Spiritual and Phycial Healer - Life saver
I met Dr. Carver probably 20 years ago. I was a young mother with an autistic son, baby daughter and a verbally abusive husband. I was (although I did not know it) in a severe state of depression - physical pain - and often had thoughts of suicide. I had NO outside support system from my mother and my siblings are younger than I - so I was their mother...I remember my 1st visit to Dr Carver and his kind mannerism and his comforting spirit allowed me to open up about passed trauma - my father shot my mother with EVERY intent to kill her. She had an extended hospital stay. I took care of the house and my siblings. My father and mother returned home when she was released from the hospital AND ACTED AS IF NOTHING HAPPENED. I am dumb founded by the way our family spiraled down after that. I also was dealing with an autistic child with behavioral issues and a neglectful/abusive husband. So much hurt - too much to express.
I remember his expression changed - and I believe I saw GOD in his eyes. He completed his physical exam as we talked and simply said "Lets get you moving..." And we did - I followed his advice and it led me on a path NOT only to physical healing but a spiritual path back to GOD. I cry as I type this because I am so grateful that he believes in treating the whole person - physically AND spiritually.

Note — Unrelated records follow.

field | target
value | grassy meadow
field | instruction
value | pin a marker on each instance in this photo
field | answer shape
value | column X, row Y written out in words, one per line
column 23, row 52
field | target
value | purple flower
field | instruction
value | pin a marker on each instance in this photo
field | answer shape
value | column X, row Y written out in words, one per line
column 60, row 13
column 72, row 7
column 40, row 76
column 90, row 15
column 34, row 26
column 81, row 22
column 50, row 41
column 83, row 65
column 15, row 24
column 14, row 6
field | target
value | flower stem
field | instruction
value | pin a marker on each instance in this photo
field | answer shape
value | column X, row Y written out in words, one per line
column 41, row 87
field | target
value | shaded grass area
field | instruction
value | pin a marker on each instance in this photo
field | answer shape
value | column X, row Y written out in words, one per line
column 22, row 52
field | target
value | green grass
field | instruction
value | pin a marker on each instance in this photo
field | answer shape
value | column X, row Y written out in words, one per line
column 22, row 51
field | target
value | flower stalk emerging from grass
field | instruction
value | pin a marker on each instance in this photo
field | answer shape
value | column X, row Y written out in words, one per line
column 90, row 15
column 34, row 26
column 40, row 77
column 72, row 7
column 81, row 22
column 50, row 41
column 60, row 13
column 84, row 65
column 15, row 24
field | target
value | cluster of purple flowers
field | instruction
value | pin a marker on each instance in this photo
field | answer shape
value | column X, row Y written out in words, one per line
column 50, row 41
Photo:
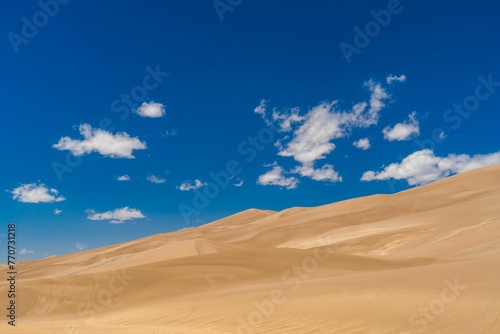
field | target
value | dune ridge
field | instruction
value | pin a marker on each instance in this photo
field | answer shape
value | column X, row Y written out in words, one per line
column 376, row 264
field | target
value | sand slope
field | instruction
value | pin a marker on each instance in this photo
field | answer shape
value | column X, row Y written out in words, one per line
column 426, row 260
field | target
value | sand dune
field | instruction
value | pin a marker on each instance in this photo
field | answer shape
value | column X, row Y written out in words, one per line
column 425, row 260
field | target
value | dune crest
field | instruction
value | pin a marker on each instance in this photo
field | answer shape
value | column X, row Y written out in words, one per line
column 422, row 260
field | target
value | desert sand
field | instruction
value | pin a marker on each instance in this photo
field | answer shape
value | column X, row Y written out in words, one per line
column 425, row 260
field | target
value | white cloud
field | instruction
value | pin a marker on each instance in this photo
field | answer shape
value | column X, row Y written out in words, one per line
column 275, row 177
column 325, row 173
column 403, row 131
column 378, row 95
column 117, row 216
column 25, row 251
column 315, row 131
column 312, row 140
column 156, row 179
column 322, row 124
column 170, row 133
column 120, row 145
column 80, row 246
column 391, row 78
column 151, row 110
column 423, row 166
column 286, row 120
column 123, row 178
column 362, row 144
column 261, row 108
column 190, row 185
column 36, row 193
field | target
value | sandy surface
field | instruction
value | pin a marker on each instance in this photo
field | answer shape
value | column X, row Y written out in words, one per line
column 426, row 260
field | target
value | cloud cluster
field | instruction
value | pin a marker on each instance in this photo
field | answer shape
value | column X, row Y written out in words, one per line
column 424, row 166
column 314, row 131
column 410, row 128
column 119, row 145
column 36, row 193
column 151, row 110
column 117, row 216
column 191, row 185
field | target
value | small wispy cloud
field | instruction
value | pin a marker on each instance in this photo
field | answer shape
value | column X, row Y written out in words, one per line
column 123, row 178
column 399, row 78
column 36, row 193
column 276, row 177
column 117, row 216
column 191, row 185
column 151, row 110
column 119, row 145
column 156, row 179
column 362, row 144
column 410, row 128
column 424, row 166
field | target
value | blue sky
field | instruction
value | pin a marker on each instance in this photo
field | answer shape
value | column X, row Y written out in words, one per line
column 166, row 95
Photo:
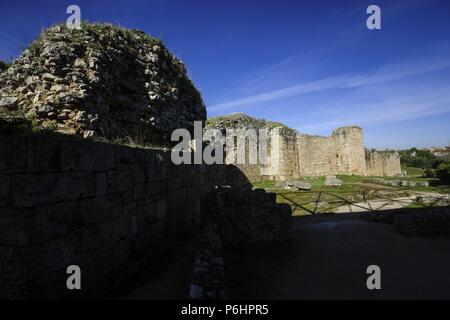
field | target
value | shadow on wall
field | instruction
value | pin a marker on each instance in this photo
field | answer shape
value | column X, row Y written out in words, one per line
column 107, row 208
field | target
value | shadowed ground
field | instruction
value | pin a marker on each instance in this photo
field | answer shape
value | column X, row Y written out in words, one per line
column 328, row 260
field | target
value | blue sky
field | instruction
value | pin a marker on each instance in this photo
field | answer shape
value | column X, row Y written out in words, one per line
column 312, row 65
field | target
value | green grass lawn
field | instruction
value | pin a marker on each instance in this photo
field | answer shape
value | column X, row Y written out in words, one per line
column 412, row 171
column 353, row 188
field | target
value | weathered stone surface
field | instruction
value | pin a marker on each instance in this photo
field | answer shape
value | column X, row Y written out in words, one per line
column 33, row 189
column 8, row 102
column 82, row 156
column 4, row 190
column 13, row 153
column 298, row 185
column 431, row 222
column 127, row 90
column 120, row 180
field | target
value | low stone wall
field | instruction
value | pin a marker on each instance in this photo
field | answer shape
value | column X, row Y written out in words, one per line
column 432, row 222
column 106, row 208
column 235, row 218
column 383, row 163
column 414, row 222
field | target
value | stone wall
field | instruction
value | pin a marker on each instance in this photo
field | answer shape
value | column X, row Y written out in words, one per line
column 383, row 163
column 429, row 221
column 107, row 208
column 293, row 155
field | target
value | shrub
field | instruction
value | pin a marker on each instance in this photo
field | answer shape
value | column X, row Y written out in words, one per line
column 443, row 172
column 3, row 66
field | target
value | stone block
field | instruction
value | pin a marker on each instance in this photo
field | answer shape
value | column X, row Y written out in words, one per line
column 4, row 190
column 29, row 190
column 13, row 153
column 44, row 154
column 86, row 156
column 15, row 226
column 101, row 188
column 120, row 181
column 161, row 208
column 95, row 236
column 175, row 183
column 55, row 221
column 100, row 210
column 139, row 191
column 298, row 185
column 124, row 155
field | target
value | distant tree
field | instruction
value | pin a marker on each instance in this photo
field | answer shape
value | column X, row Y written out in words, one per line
column 3, row 66
column 443, row 172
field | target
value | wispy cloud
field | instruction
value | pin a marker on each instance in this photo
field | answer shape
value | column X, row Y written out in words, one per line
column 383, row 74
column 393, row 108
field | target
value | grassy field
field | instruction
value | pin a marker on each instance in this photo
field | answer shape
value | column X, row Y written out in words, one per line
column 354, row 189
column 412, row 171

Dr. Carver is my physical doctor true but he is also my spiritual sounding board when I need reassurance I am not crazy. Dr. Carver gave me the strength to continue on through the emotional anguish and the physical distress I was living through my hell and the hell of watching each of my siblings suffer in their own way from the shooting trauma and being powerless to help them. His compassion helped me put one foot in front of the other - to keep going - to finally realize that I needed and WANTED GOD - Because of Dr Carver I began a journey on a road to not only physical healing but spiritual health and I found my faith again.

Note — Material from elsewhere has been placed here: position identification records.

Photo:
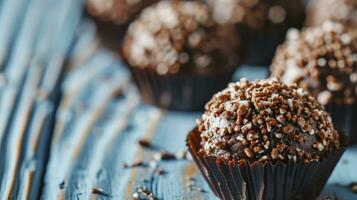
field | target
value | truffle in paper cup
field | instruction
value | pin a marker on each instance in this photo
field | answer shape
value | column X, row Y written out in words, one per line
column 265, row 140
column 248, row 181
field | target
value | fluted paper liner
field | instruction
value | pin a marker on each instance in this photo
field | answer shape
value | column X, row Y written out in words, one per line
column 279, row 181
column 344, row 118
column 186, row 92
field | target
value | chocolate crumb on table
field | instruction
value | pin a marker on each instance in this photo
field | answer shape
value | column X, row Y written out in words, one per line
column 266, row 121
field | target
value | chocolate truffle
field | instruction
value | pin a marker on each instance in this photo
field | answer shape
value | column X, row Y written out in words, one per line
column 266, row 121
column 179, row 56
column 180, row 37
column 322, row 60
column 262, row 24
column 116, row 11
column 265, row 140
column 343, row 11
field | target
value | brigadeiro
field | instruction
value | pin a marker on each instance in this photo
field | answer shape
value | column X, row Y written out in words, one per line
column 178, row 55
column 265, row 140
column 262, row 24
column 323, row 60
column 112, row 17
column 343, row 11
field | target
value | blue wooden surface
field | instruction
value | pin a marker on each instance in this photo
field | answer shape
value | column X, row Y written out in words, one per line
column 62, row 148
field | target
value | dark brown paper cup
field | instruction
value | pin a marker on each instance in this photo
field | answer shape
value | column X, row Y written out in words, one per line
column 344, row 118
column 183, row 92
column 279, row 181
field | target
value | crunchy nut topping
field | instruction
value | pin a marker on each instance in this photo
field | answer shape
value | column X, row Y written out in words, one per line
column 293, row 127
column 321, row 60
column 180, row 36
column 256, row 14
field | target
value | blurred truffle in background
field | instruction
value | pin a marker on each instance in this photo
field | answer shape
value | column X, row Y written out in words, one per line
column 262, row 24
column 343, row 11
column 179, row 55
column 113, row 16
column 116, row 11
column 323, row 60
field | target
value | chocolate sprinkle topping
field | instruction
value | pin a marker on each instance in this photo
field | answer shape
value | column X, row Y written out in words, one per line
column 266, row 121
column 322, row 60
column 178, row 36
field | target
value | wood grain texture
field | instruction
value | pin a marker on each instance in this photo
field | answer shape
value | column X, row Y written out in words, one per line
column 70, row 118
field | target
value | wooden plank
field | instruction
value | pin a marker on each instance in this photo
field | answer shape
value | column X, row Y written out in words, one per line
column 37, row 51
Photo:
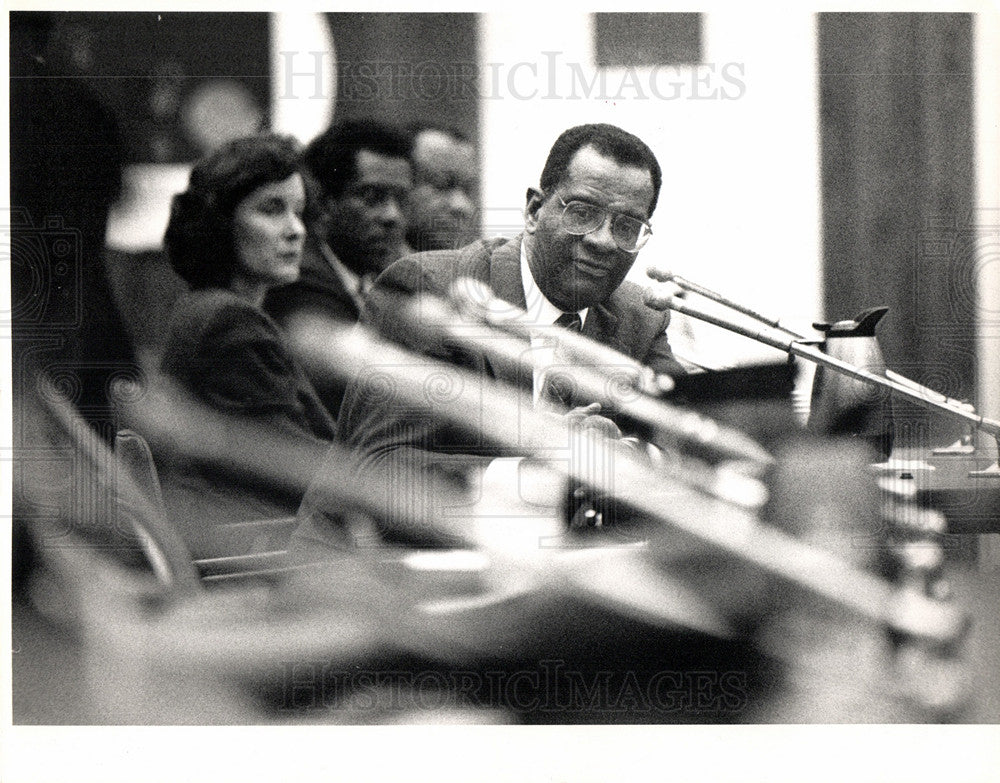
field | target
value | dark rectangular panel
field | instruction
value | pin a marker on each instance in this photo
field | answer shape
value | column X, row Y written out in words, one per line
column 636, row 39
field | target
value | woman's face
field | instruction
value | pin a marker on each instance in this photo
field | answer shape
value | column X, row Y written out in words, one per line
column 268, row 232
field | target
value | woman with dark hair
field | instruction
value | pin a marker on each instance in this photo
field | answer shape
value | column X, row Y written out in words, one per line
column 234, row 233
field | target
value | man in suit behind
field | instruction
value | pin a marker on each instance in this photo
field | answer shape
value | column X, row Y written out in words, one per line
column 584, row 226
column 364, row 174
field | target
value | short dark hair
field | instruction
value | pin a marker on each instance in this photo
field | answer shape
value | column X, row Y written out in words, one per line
column 414, row 129
column 333, row 155
column 199, row 237
column 609, row 140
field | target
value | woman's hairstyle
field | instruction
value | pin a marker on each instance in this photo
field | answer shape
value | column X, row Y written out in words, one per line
column 199, row 237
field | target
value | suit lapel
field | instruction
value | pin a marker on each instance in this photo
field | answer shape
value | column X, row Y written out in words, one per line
column 602, row 325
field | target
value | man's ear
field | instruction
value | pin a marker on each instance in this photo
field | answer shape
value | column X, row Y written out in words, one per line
column 533, row 202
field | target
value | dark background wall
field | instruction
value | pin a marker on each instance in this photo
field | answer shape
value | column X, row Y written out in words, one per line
column 408, row 67
column 898, row 177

Dr Carver has always been a king person but he is also a truthful person. After a long conversation with my father in which he said my mother no longer wanted to be a mother (I was 17, my siblings were 16, 15, and 13) and he said to me - I no longer want to be a dad and I don't think I ever wanted to be a father - I was crushed ---- no child -- no matter what age should hear these words - NO MATTER WHAT THE SITUATION -- I was crushed - physically - mentally and spiritually.....I had a plan for suicide - for me and my 2 small children - geeze today I can't believe I was in such a state - I had an appointment with Dr Carver and as I talked his expression changed to one of sterness and his exact words were - "It's time for you to take the bull by the horns!" Followed by a get up and get with it conversation. I replied to him that I did take the bull by the horns and it stomped the )(*& out of me. He responded - telling me that the bull didn't kill me so - get up and grab him again. He told me I WAS NOT obligated to my father or my mother and I was a parent who obligation was to myself and my children. This blunt conversation gave me the backbone I needed to continue on.
So much I could write about - so many things - so many times through the years Dr Carver has physical, mentally and spiritually helped me. Through his instruction I am a healthier person today - through his encouragement - I found my faith and now view the problems life gives all of us with a grateful heart.
Dr Carver treated the whole being - his help kept me going and continues to keep me going. I cannot express how grateful I am.